From: Hairy One Kenobi (abuse_at_[127.0.0.1)
Date: Wed, 16 Jun 2004 08:33:44 +0100
"Colonel Flagg" <colonel_flagg@NOSOUPFORJ00internetwarzone.org> wrote in
> In article <MPG.firstname.lastname@example.org>,
> email@example.com says...
> > In article <MPG.firstname.lastname@example.org>,
> > colonel_flagg@NOSOUPFORJ00internetwarzone.org says...
> > > the key word is "flexible", a cisco _anything_ cannot do _everything_
> > > linux box can do....
> the only thing they offer is routing and firewalling (and a couple with
> IDS). a *nix firewall can offer that and just about anything else you
> can imagine.
A better argument (based on the assumption that running anything other than
firewall software on a firewall is A Bad Idea(tm)), is that a generic
*nix box can be more versatile, by including things like DMZ routing
Personally, I prefer two hardware routers, but each to their own.. in my
case, I found it less trouble (and taking up less power & space) than my
original Linux-based jobbies. Oh, and the FTP configuration was a complete
bitch to get working, back in 1999 or so. The Netgear worked out-of-the-box.
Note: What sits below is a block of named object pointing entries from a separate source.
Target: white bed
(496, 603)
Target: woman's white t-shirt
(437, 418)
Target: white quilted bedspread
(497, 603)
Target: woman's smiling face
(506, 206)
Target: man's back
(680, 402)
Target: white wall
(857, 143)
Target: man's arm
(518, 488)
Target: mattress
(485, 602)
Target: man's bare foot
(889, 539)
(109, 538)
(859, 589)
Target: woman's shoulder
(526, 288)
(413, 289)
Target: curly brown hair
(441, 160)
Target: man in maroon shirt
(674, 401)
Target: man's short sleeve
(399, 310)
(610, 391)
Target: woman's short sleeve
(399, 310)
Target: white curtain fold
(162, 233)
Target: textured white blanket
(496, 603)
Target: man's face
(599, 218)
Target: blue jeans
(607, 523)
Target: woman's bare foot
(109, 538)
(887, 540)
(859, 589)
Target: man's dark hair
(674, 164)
-- A thoroughly neutral Hairy One Kenobi Disclaimer: the opinions expressed in this opinion do not necessarily reflect the opinions of the highly-opinionated person expressing the opinion in the first place. So there!  i.e. a PC/pizza style of box running *nix, as opposed to a Zyxel hardware firewall running *nix under-the-bonnet [hood]  While it's unlikely that my Zyxel-based Netgear router or a generic *nix router would be compromised, a three-NIC ITX-based router - if compromised - would open up both the "DMZ" and the private LAN.  I've an old Sparc Ultra that might be available to a good home.. at the moment, it's just taking up space.